The analysis of the RNA sequence (i.e, a genome) defining the SARS-CoV-2 pathogen, which causes COVID-19 disease, could shed light on better diagnostics, vaccines, and treatments for the disease. Although many research groups are studying the SARS-CoV-2 genome, they typically focus on a particular analytical method (e.g., nucleotide conservation analysis) or one or another element in the genome and therefore do not consider how different analyses may complement one another, or how interactions between the SARS-CoV-2 genomic elements themselves and/or other factors (e.g., human genes and proteins or drugs) could shed light on how to treat the disease. The project focuses on an integrated approach to identifying important elements in the SARS-CoV-2 genome ? elements that might be potentially hidden from more superficial analyses ? and the characterization of interactions within the SARS-CoV-2 genome as well interactions involving other factors, such as human genes, drugs, and other viruses.
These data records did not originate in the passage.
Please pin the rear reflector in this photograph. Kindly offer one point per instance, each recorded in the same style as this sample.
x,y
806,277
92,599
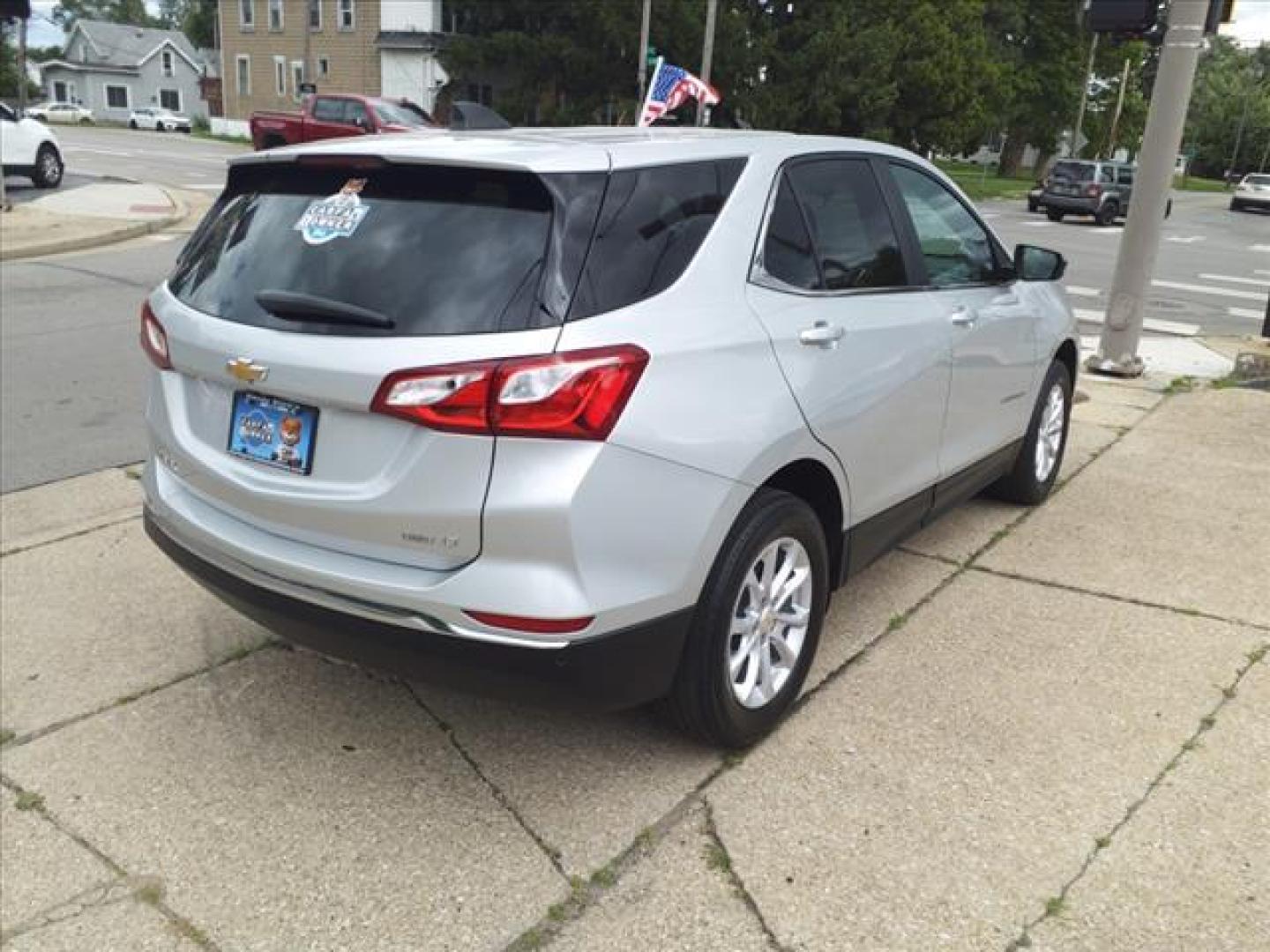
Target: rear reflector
x,y
153,339
573,395
536,626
To this end, a wide variety of complementary analysis techniques (e.g., evolutionary conservation analysis, polymorphism functional effect evaluation, secondary RNA structure prediction, and phylogenetic signal analysis to name a few) will be exploited to identify and characterize features of the SARS-CoV-2 genome. The SARS-CoV-2 genome to other closely and distantly related pathogen and organism genomes will be compared to identify potentially hidden or novel elements that might be diagnostic or drug targets. Large-scale database searches and computational drug matching analysis will not be able to recognize not only regions of the SARS-CoV-2 genome that might be modulated or impacted by drugs, but also candidate drugs as well. The nature of the comprehensive and integrated quantitative research will expose potential multidisciplinary training and education opportunities.
The scope of the project will be broad by design and amount to as comprehensive an annotation of the SARS-CoV-2 genome as possible, especially with respect to genomically-guided interactions involving SARS-CoV-2 genomic elements amongst themselves and with other factors, such as other viruses, human genes, proteins and elements such as microRNAs, and drugs and therapeutic constructs such as antisense oligonucleotide (ASO) constructs. To pursue the research, an analysis pipeline and workflow were designed to enable and integrate the results of various analyses. The pipeline starts with comparative analyses of all available SARS-CoV-2 genomes (currently >10,000) and closely and distantly related species such as other viruses and SARS-CoV-2 infection hosts such as bats and humans (amounting to billions of species) and function prediction tools to identify and characterize likely functional elements. The identification of unique features in the SARS-CoV-2 genome could reveal diagnostic targets. Both structure prediction and phylogenetic signal analyses are pursued on any identified elements found in the SARS-CoV-2 genome. Predicted structures are then subjected to in silico drug and therapeutic construct (e.g., ASOs) binding and modulation studies. The likely functional effects of polymorphism on these structures are also assessed. Phylogenetic signal analyses can reveal phenotypes that variant forms of a functional element can influence (e.g., viral load, infectivity, etc.). Finally, identified elements are considered in network analyses to determine which other elements they interact with and which human (and other) host genes and proteins they could influence. A website describing and disseminating the analysis results and data generated as part of the research will be available at www.tgen.org.
This RAPID award is made by the Infrastructure Innovation for Biological Research (IIBR Informatics) Program in the Division of Biological Infrastructure, using funds from the Coronavirus Aid, Relief, and Economic Security (CARES) Act.
This award reflects NSF's statutory mission and has been deemed worthy of support through evaluation using the Foundation's intellectual merit and broader impacts review criteria.